Google releases 25 million data sets

After 16 months in beta, Google has officially launched an archiving service that it hopes will become the world standard for sharing data on just about anything.

The company’s Dataset Search site – a fully searchable, filterable index of millions of public and private data sets from around the world – includes over 25 million data sets and 6 million data tables provided by government agencies, not-for-profit organisations, scientific research bodies, community groups, industrial scientists, and more.

The site, which can be searched and filtered like a normal Google search, is a cornucopia of data that includes, for example, information about Australia’s favourite hobbies, which dogs are the smartest, a list of Cricket World Cup winners, and the suburbs that eat the most KFC.

The most frequently contributed data sets include scientific data – specifically, those built around geosciences, biology, and agriculture – but you’re likely to find information on just about anything you’re interested in as organisations chip in with data sets containing scientific research, consumer surveys, historical records, sports statistics, weather observations and more.

“Access to this data is critical to facilitating reproducibility of research results, enabling scientists to build on others’ work, and providing data journalists easier access to information and its provenance,” Google Research research scientist Natasha Noy and co-developers Matthew Burgess and Dan Brickley noted in a recent paper about the project.

“The approach relies on an open ecosystem, where dataset owners and providers publish semantically enhanced metadata on their own sites. We then aggregate, normalize, and reconcile this metadata, providing a search engine that lets users find datasets in the ‘long tail’ of the Web.”

The Google Research division where Noy works has contributed 81 datasets of its own, including images, cartoons, drawings, audio snippets, text documents, and even shaky handheld bike-riding videos that it uses to train its own artificial-intelligence, image enhancement, language translation, and other products.

So far, early users have been using the site for more pedestrian purposes: the most common queries, Google says, include data sets related to education, weather, cancer, crime, soccer, and dogs.

Indexing the world’s data

Gathering together large numbers of data sets has been a longtime goal for organisations struggling to stay on top of data that is growing so quickly that by 2025, current projections suggest, the world will create 463 exabytes (463 million terabytes) of new information every day.
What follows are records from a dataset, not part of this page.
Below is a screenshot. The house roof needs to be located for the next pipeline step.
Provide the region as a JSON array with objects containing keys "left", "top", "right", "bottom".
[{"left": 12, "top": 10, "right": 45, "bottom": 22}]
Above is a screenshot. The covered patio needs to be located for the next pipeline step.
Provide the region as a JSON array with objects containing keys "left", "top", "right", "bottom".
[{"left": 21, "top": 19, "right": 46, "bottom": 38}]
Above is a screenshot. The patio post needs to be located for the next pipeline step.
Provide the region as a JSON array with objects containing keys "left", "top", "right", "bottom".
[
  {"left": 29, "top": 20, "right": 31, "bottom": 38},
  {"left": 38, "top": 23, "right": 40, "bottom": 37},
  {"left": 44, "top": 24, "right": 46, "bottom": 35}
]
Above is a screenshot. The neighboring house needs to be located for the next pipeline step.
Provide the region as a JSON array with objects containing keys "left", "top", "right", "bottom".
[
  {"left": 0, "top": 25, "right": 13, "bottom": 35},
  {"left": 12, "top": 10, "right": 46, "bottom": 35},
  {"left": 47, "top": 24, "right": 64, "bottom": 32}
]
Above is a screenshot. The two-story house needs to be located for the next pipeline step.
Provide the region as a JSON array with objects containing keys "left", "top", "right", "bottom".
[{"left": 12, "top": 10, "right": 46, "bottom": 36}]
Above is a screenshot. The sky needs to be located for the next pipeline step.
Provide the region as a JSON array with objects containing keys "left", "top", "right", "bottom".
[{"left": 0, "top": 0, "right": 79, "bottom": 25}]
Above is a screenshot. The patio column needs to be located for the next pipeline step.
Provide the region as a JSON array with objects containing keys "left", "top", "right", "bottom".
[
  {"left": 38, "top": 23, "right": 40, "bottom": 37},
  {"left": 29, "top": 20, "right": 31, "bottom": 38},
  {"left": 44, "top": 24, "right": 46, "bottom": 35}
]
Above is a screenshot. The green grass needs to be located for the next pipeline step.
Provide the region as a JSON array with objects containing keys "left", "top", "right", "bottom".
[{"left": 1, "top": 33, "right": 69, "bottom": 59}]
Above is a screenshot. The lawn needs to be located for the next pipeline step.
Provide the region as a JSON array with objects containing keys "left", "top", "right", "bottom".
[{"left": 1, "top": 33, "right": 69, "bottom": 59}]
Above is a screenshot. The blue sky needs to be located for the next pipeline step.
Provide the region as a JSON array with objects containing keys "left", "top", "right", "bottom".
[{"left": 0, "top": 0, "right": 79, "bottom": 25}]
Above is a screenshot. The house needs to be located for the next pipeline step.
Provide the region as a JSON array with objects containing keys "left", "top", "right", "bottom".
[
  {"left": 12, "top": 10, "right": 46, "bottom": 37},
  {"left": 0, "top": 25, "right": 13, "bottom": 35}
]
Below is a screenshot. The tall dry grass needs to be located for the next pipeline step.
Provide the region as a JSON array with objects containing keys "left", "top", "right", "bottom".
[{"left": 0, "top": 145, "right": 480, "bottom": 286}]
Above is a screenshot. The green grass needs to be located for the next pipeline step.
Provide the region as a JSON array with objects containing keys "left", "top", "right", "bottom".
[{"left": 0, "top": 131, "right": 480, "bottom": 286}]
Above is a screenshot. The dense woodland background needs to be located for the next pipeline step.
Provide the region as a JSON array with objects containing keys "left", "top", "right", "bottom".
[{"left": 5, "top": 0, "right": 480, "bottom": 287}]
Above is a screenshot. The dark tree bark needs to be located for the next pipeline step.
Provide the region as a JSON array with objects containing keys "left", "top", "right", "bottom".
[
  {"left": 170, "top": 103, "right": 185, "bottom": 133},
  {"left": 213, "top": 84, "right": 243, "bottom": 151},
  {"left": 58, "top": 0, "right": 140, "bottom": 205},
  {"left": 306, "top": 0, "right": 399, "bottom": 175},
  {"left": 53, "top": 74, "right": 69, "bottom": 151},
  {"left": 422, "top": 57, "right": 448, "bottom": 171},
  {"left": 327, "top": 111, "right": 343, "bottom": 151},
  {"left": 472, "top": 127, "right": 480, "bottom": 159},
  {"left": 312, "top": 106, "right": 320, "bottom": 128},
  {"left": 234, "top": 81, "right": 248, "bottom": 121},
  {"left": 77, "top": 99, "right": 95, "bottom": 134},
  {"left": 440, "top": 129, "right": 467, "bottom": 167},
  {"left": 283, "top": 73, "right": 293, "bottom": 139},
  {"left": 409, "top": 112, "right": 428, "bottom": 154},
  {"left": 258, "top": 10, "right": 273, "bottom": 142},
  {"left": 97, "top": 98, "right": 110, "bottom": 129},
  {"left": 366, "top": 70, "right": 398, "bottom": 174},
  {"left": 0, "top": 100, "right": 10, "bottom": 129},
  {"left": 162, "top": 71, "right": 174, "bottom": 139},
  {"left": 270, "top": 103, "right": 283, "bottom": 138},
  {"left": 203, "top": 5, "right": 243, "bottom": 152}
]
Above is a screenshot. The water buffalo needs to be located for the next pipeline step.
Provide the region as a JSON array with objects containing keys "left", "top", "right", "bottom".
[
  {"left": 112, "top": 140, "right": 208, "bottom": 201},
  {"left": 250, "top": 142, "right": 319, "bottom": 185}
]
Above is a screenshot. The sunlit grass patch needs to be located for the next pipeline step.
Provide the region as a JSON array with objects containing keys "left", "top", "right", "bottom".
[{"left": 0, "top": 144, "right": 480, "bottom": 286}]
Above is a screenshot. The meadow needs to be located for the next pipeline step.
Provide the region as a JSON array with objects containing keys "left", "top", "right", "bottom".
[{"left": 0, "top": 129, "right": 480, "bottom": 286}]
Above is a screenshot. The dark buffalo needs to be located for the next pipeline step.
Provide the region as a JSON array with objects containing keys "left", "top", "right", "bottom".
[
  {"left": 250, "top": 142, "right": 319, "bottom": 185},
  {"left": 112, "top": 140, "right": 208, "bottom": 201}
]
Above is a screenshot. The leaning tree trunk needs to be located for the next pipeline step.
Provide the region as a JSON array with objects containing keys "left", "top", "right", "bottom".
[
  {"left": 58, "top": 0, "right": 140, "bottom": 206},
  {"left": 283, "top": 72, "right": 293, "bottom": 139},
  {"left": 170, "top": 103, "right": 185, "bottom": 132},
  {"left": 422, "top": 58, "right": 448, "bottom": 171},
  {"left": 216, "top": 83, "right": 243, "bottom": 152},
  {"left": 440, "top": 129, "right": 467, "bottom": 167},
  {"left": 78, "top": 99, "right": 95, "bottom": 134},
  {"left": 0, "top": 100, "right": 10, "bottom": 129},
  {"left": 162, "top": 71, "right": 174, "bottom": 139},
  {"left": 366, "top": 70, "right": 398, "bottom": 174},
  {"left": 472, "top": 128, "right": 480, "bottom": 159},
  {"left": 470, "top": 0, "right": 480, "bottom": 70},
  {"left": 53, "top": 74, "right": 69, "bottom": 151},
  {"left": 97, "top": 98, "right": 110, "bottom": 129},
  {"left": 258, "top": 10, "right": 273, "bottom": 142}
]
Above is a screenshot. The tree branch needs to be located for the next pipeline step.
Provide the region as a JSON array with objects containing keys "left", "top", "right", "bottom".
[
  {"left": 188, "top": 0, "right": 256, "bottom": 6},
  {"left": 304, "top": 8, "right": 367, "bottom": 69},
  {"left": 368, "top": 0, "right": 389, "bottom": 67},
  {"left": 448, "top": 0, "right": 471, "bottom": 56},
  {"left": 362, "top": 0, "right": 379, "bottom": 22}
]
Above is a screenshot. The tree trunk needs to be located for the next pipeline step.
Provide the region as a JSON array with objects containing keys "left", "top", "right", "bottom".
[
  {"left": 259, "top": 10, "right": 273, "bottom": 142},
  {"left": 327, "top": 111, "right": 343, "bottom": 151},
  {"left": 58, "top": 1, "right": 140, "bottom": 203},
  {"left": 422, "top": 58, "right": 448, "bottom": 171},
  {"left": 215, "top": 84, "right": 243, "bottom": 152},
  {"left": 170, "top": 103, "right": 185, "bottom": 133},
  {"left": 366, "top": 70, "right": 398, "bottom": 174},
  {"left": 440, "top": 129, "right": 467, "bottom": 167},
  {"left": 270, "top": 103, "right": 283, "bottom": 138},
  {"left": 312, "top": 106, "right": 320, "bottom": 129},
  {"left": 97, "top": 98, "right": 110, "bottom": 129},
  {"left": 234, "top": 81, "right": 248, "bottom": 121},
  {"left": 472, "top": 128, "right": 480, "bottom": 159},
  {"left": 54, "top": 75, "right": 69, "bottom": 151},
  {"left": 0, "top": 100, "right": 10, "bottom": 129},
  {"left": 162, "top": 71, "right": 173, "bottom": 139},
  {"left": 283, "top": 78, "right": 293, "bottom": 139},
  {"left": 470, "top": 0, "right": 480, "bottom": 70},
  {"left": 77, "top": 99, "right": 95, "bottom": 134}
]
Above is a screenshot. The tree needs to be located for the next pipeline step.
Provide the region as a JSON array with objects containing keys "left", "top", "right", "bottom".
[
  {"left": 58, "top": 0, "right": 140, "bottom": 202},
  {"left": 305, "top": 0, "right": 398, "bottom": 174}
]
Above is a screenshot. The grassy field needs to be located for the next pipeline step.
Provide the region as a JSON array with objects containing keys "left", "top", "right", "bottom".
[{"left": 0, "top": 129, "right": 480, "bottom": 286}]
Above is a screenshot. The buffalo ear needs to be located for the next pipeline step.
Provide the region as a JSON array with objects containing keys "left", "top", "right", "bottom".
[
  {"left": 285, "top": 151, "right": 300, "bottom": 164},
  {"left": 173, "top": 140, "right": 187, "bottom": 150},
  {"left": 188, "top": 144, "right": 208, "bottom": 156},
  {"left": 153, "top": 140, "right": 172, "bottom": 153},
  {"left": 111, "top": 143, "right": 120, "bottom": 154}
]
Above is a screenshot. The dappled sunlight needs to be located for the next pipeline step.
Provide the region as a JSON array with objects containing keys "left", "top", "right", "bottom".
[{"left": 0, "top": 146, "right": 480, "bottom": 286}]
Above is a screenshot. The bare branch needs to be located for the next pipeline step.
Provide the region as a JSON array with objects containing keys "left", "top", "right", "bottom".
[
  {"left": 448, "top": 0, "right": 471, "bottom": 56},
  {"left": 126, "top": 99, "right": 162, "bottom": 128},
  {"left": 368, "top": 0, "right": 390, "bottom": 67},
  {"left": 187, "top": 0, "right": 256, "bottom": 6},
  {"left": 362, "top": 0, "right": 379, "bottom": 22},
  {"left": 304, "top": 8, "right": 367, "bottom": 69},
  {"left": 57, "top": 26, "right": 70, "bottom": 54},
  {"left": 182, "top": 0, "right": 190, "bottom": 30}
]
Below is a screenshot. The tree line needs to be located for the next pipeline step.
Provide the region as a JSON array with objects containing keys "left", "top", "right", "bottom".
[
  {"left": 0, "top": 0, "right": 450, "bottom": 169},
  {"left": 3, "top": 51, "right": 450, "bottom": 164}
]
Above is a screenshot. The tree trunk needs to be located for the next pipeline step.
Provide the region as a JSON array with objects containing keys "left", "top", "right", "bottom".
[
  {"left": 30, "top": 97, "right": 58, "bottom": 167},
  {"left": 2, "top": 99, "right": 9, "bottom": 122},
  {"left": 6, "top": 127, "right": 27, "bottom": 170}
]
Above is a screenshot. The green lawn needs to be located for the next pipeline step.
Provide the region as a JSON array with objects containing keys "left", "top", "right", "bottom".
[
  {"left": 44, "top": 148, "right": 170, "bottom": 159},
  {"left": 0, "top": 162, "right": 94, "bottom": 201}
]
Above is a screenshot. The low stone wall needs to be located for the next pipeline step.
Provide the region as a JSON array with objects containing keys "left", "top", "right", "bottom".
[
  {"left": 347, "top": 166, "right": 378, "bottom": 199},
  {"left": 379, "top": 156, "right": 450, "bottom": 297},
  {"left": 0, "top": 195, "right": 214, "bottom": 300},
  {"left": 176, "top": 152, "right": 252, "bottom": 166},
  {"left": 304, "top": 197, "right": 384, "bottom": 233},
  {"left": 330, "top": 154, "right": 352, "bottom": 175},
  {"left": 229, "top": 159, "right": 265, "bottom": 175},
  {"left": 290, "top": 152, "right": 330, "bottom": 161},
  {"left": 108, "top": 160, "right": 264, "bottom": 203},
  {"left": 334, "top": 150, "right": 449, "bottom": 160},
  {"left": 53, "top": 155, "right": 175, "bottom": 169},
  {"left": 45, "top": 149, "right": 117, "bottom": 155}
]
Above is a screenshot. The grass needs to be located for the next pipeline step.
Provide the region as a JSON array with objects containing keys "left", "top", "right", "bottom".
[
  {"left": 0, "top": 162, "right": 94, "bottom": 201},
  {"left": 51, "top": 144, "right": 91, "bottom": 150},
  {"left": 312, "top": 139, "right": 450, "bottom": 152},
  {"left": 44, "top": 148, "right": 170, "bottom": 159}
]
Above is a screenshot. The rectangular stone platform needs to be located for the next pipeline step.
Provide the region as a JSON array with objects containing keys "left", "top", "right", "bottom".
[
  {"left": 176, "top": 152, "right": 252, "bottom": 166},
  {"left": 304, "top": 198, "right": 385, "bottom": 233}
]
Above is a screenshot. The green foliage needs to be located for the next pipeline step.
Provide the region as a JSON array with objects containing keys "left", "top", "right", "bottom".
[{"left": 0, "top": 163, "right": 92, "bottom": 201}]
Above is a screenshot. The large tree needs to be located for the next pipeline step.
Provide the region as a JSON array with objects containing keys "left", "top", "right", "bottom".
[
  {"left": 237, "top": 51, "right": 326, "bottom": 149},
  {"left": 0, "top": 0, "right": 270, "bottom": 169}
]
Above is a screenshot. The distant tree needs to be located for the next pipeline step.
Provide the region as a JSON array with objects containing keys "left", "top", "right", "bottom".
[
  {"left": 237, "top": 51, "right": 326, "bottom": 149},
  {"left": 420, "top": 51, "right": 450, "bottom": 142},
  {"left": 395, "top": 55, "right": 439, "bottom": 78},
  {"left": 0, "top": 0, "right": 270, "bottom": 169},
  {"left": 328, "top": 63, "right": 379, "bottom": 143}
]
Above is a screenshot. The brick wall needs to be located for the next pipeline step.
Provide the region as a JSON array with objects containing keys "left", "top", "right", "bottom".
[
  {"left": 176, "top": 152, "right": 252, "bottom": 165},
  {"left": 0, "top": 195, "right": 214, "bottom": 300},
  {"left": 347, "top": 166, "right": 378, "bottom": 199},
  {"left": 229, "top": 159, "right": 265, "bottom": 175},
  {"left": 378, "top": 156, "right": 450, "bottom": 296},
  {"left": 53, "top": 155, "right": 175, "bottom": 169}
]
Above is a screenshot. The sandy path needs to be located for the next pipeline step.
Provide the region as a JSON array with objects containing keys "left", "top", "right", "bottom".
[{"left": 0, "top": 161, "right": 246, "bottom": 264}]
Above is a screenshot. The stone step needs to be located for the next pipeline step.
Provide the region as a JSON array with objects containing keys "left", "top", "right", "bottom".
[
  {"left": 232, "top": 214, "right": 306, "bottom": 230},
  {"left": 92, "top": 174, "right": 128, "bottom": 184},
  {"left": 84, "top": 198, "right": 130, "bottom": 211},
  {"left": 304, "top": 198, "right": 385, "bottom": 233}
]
Finding and using that data is a considerable challenge, and individual efforts to organise small corners of the Internet have created thousands of individual repositories that aren’t interconnected.

The National Library of Australia (NLA), for one, has worked with over 1,000 organisations around the country to archive some 271 million historical Australian cultural documents, as well as 6.2 billion Australian Web sites, within its Trove collection.

Dataset Search can link these and myriad other collections – as the NLA has already done by connecting several data sets including its sheet music collection, FOI Disclosure Log, Trove people and organisations data, and Picture Australia metadata.

To be listed on the site, however, organisations must label their data using an industry-standard metadata structure defined by industry group Schema.org.

The Dataset description from Schema.org – supported by Microsoft, Yahoo and Yandex and managed by Brickley – outlines a range of tags that organisational websites can use to describe their data, its accessibility features, its inclusion of audio or music, copyright controls, appropriate age range, and more.

Yet Trove’s own data archive manages data using other metadata standards such as unqualified Dublin Core (DC) records, EAC-CPF and RIF-CS – which means making data available within Dataset Search could require a major technological effort to convert them to the Schema.org standard.

The promise of greater access to its massive archive statistics has been enough to convince Statista, a US-based statistics aggregator whose own index follows data about more than 80,000 topics from over 22,500 sources.

Statista has linked large volumes of its data to Dataset Search, although users still need to subscribe to get the actual data.

The US government is the biggest single contributor to the Google effort, having linked more than 2 million data sets as part of open-data efforts that are also driving transformation within governments in Australia, UK and elsewhere.